Author Essays, Interviews, and Excerpts, Books for the News, Commentary, Reviews

Our Gal Thursday: We’re wrapping her up

jacket image
“And if I loved you Wednesday,
Well, what is that to you?
I do not love you Thursday—
So much is true.”
We’re back from our Thanksgiving sojourns and ready to set the cornucopias ablaze; first, though, we’re busy using our Turing machine and Twitter algorithms to raise Anthony Powell from the dead. Have you downloaded your free copy of A Question of Upbringing yet?

Turing-machine.jpg
[gratis ebook generator, c. 2010]

Susie Linfield’s The Cruel Radiance was equally on fire this week, with a review appearing in the Washington Post, a Holiday Reading shoutout at Design Observer, an exchange between Linfield and Ian Crouch at the New Yorker, and a sweeping and thought-provoking profile of the book by Frances Richard at the Nation.
**
Andrew Piper, author of Dreaming in Books: The Making of Bibliographic Imagination in the Romantic Age, appeared as part of a roundtable on the future of—yes, you’re good—the book on the CBC. Listen to the podcast here. And don’t forget to check out the book’s amazing Appendix of not-quite-ready-for-primetime materials, Dreaming in Books: A Booklog.
**
John H. Evans’s Contested Reproduction: Genetic Technologies, Religion, and Public Debate, which charts the claims made about reproductive genetic technologies (RGTs) by religious persons from across the political spectrum, has seen quite a bit of attention in a series of posts devoted to a range of issues Evans touches upon at the Read the Spirit blog.
**
jacket image
The Financial Times compliments Harvey G. Cohen’s masterful Duke Ellington’s America, spurred by new releases of vintage Ellington by Mosaic Records.
**
Rorotoko, a terrific sleeper site for prescient author interviews and commentary, has a new one posted with Larry Bennett, author of The Third City: Chicago and American Urbanism.
**
Gina A. Ulysse (have a look at Downtown Ladies: Informal Commercial Importers, a Haitian Anthropologist and Self-Making in Jamaica here) offers a timely post on the Haitian presidential elections at the Ms.
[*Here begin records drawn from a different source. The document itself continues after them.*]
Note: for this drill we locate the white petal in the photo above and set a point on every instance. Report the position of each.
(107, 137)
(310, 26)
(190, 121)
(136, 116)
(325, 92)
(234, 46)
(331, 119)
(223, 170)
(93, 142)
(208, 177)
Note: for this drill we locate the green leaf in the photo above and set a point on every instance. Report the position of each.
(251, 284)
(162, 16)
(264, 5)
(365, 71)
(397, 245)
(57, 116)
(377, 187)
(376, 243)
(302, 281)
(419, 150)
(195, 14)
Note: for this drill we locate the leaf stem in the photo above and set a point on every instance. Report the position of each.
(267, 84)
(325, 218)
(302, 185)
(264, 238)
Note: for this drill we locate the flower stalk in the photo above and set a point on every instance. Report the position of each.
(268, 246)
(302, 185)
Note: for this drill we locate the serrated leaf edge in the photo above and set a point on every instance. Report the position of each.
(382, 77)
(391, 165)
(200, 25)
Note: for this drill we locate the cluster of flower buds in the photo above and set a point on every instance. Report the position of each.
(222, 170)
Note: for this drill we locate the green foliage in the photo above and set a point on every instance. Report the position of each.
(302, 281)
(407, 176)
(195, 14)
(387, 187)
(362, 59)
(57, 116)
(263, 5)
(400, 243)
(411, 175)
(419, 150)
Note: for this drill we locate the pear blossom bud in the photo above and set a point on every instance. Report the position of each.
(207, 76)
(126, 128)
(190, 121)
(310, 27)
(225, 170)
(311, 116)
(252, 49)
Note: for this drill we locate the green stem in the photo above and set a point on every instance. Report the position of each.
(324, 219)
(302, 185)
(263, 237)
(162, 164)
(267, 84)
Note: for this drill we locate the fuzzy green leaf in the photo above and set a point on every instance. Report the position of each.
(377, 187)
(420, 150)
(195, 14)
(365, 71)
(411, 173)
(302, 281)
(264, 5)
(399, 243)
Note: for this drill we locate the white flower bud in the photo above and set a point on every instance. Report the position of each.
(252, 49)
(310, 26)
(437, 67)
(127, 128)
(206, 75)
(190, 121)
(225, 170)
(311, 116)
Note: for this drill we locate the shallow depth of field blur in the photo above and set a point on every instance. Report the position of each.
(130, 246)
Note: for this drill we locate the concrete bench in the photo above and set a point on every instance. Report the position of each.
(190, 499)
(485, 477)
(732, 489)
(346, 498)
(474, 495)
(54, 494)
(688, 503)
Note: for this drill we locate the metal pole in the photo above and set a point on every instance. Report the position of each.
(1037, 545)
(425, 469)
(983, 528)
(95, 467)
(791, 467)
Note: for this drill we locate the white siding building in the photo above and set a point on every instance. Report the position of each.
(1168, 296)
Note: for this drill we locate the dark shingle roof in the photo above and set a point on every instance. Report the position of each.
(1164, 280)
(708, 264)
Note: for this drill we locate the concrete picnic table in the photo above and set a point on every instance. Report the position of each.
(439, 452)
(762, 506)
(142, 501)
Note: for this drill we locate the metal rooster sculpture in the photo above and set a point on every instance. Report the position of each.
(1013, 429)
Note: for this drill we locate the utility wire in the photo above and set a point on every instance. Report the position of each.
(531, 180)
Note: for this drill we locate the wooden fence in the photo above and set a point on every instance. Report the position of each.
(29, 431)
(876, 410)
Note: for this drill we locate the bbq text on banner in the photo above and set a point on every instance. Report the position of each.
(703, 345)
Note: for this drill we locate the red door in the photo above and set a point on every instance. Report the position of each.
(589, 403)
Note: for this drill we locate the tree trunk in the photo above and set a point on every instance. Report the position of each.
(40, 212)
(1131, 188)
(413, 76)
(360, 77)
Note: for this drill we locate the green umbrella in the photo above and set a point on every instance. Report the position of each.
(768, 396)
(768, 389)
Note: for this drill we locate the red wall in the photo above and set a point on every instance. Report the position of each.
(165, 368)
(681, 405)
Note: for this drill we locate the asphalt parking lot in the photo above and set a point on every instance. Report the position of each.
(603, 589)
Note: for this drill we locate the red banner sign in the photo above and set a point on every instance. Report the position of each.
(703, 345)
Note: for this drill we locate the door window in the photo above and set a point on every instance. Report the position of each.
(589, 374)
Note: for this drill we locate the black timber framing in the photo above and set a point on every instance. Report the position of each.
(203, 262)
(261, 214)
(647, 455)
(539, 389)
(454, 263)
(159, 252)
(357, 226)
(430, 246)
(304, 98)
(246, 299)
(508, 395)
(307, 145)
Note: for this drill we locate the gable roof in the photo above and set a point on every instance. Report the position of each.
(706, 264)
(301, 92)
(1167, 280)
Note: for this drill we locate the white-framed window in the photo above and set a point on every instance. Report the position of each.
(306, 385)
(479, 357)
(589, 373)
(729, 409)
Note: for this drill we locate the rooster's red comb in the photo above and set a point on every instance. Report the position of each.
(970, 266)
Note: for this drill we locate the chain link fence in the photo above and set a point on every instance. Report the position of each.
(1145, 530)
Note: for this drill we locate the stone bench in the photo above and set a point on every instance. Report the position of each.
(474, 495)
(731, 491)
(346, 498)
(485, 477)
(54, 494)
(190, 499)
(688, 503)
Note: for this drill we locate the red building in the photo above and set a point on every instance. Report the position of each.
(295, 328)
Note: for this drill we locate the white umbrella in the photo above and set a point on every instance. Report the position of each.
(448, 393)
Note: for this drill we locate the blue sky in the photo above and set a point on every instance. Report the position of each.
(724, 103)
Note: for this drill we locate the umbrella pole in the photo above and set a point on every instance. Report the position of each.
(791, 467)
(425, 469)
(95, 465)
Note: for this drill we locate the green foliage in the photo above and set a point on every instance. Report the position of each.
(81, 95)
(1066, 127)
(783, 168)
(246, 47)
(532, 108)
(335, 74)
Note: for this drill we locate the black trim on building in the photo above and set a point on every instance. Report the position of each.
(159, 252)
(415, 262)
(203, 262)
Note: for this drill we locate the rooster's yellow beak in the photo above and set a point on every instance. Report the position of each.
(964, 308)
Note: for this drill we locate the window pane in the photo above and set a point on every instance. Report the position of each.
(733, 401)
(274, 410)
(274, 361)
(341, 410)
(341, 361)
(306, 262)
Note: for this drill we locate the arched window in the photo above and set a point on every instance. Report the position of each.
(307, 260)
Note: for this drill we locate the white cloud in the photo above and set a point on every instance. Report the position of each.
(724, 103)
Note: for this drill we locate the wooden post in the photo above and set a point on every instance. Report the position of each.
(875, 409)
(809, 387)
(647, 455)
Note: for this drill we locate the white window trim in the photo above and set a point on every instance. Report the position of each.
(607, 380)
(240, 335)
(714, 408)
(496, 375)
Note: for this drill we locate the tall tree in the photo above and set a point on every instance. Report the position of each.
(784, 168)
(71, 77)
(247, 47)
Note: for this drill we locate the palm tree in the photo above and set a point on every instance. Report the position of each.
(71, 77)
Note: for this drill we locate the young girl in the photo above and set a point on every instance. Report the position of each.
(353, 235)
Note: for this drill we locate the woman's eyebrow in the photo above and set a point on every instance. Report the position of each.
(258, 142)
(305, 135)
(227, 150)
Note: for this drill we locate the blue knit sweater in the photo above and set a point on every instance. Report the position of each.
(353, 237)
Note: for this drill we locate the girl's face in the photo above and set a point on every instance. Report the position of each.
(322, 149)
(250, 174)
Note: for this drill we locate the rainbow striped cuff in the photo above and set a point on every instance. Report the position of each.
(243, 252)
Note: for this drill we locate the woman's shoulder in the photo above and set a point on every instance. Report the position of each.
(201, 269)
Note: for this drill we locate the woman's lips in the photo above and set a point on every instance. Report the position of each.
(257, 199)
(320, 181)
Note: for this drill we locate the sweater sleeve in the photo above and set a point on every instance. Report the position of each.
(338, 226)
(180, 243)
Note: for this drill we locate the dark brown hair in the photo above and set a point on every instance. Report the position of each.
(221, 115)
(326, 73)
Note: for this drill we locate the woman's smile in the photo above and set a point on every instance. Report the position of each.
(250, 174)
Magazine blog.
**
Do you like heartwarming things? You should read John Eklund’s tribute to retiring University of Chicago Press sales rep, jazz aficionado, thoughtful raiser of eyebrows, and all around remarkable gentleman David Stimpson here.
**
And finally, we misdelivered a review copy to James Grehan, associate of the Journal of Middle East Studies, somewhere in Cambridge, MA. James, are you out there? We’ve almost lifted Powell!